The afternoon we were waiting for the doctor to call with the results, my father, an architect, asked me to sluice clay from the duck pond on the front of his property.
The one fringed with poplar trees, their winter-ruined branches skeletons guarding the murky brown water.
He didn’t look up as he spoke. He was urgent for the first time in weeks. Bent over his drawing board, his greying seabird’s-nest curls – the ones his mother loved, a halo – flecked the gold of his youth again in the slanting late afternoon light. His roll of translucent paper was stretched over the top of his plan, tacked down at the edges with masking tape. Between his fingers was his pencil stub – the only pencil I’ve ever seen him use, 4B, never quite sharp. He was carving with it now – soft, scooping circles. Beside him a jar of black and red pencil stubs, some used down to the bone.
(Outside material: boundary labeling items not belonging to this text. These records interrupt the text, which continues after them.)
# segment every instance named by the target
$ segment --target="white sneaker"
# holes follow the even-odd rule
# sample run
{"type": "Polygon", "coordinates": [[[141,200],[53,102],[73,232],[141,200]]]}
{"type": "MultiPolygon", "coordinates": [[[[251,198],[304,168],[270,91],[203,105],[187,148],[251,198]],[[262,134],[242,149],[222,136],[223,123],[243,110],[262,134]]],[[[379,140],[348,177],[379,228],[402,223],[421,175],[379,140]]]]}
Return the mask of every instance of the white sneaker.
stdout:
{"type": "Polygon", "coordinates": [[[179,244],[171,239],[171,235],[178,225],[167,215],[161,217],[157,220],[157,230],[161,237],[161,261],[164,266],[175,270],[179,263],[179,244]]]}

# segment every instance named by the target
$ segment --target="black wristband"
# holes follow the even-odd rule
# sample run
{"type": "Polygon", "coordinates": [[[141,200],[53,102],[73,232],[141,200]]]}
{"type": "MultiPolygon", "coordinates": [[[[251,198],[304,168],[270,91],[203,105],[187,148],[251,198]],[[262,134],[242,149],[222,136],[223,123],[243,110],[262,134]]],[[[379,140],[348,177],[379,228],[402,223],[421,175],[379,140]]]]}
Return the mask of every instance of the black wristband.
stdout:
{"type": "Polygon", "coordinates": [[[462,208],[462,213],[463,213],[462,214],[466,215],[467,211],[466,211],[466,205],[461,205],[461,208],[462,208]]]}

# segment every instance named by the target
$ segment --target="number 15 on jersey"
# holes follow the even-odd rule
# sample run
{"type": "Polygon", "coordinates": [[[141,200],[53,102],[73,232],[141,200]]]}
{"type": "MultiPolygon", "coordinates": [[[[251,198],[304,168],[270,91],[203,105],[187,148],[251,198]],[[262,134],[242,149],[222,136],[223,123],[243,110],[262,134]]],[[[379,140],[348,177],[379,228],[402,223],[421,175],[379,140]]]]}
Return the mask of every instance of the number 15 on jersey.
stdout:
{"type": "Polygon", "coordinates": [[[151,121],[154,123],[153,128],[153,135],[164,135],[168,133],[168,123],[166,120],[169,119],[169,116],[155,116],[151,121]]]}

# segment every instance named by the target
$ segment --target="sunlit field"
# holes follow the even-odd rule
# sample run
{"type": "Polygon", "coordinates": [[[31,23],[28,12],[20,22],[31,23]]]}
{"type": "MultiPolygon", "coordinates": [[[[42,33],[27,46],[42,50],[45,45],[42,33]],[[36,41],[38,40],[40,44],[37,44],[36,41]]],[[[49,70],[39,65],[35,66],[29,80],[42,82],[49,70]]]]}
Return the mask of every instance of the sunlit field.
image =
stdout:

He was standing, slippered feet planted on the bare wooden floor, chair pushed back, bent sideways over his drawing board, the ruler pushed askew, unnecessary. He hadn’t stood like that for what felt like weeks, either.
When he asked me to dig the clay he knew two things: the pond was inside the fenced-in duck run and I had a fear of ducks (really, even as a grown adult the panic-beaty-heart starts when they get too close); and also, I hate touching clay.
It must be soft, wet. I would know what to do, he said.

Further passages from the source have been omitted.